Escritor y periodista.
Panorama para 2036
Al predecir hay que ser prudente, empírico y atento a la realidad y no a las ideologías

Inteligencia artificial bajo vigilancia democrática: entre los datos que lo impregnan todo y las instituciones europeas que intentan ponerle límites para proteger derechos y responsabilidades. / IA/T21
La idea de que la caída del muro de Berlín representaba el fin de la Historia ya es cosa de museo de historia natural, entre la sección de fósiles y la de especies desaparecidas. Las grandes profecías del siglo XX han cojeado mucho. China y Rusia siguen siendo autocracias, aunque en otros momentos se supuso que con el fin de la Historia el sistema demo-iberal se contagiaría universalmente. Algo parecido ocurrió con las predicciones sobre la crisis climática que hizo Al Gore –vicepresidente de Clinton- dando por hecho que, por ejemplo, para estas fechas ya no habría nieve en el Kilimanjaro. En aquel momento, Gore tuvo el premio Nobel de la Paz.
Eso hace pensar que también al predecir hay que ser prudente, empírico y atento a la realidad y no a las ideologías. Suele hacerlo el Atlantic Council en sus suposiciones de futuro.

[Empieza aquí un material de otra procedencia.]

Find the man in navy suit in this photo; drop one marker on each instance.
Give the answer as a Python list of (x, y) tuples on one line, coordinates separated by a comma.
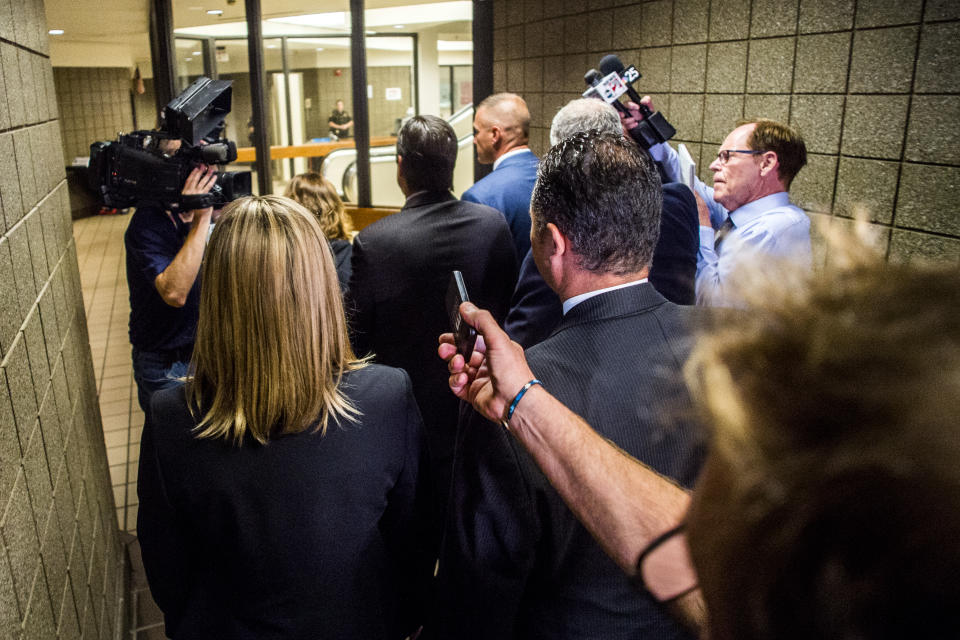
[(535, 308), (501, 133), (516, 563), (401, 268)]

Su reciente informe sobre el año 2036 concuerda bastante con lo que está despuntando en 2026, según el criterio de casi quinientos expertos de todo el mundo.
El 63% de los expertos consultados por el Atlantic Council consideran que 2036 será peor que ahora. Solo un 37% piensa lo contrario. En su mayoría, suponen que China habrá eclipsado a los Estados Unidos como economía, aunque no como poder militar. Rusia perderá mucha potencia y la guerra de Ucrania se habrá convertido en un conflicto congelado. Tal vez el nuevo conflicto sea Taiwán, con posibilidades de repercusión aciaga. Si la OTAN persiste, será con cambios radicales. Una predicción crucial: en 2036, una depresión de la democracia coincidirá con el declive del actual sistema multilateral. En otra dimensión, el avance de la IA será más que inquietante.
Si el siglo XX fue de religiones políticas; lo que va de siglo XXI ha sido de supersticiones políticas. Incluso la nueva derecha –de cada vez más 'freakie'- coquetea con la tecnoutopía y el transhumanismo. Es decir, con cambios radicales y los ensueños del hombre nuevo que causaron tanto daño en el siglo pasado. Nuevos caudillos de genética absolutista andan por ahí, queriendo decirnos como tenemos que ser.
Nadando en dirección contraria a Al Gore, los expertos encuestados por el Atlantic Council aventuran por primera vez que el cambio climático no es un factor que amenace la prosperidad global en el horizonte 2036.
Lo que no sabemos es en qué medida esos cambios y tendencias que van emergiendo pueden hacer que la política sea más ilusoria o más sensata. Por ahora, la prudencia no pertenece al Ibex de la política inmediata. En los Estados Unidos, Elon Musk amenaza con organizar un tercer partido para acabar con quien fuera su gran amigo Donald Trump. Nada está escrito, pero más bien parece que lo que llamábamos instinto moderador está del todo desactivado. Dadme un tuit ocurrente y cambiaré el mundo. Recurramos a la IA para generar líderes que pasen a la primera final en una fracción de segundo, inventados por un 'influencer' trasnacional domiciliado fiscalmente en Andorra.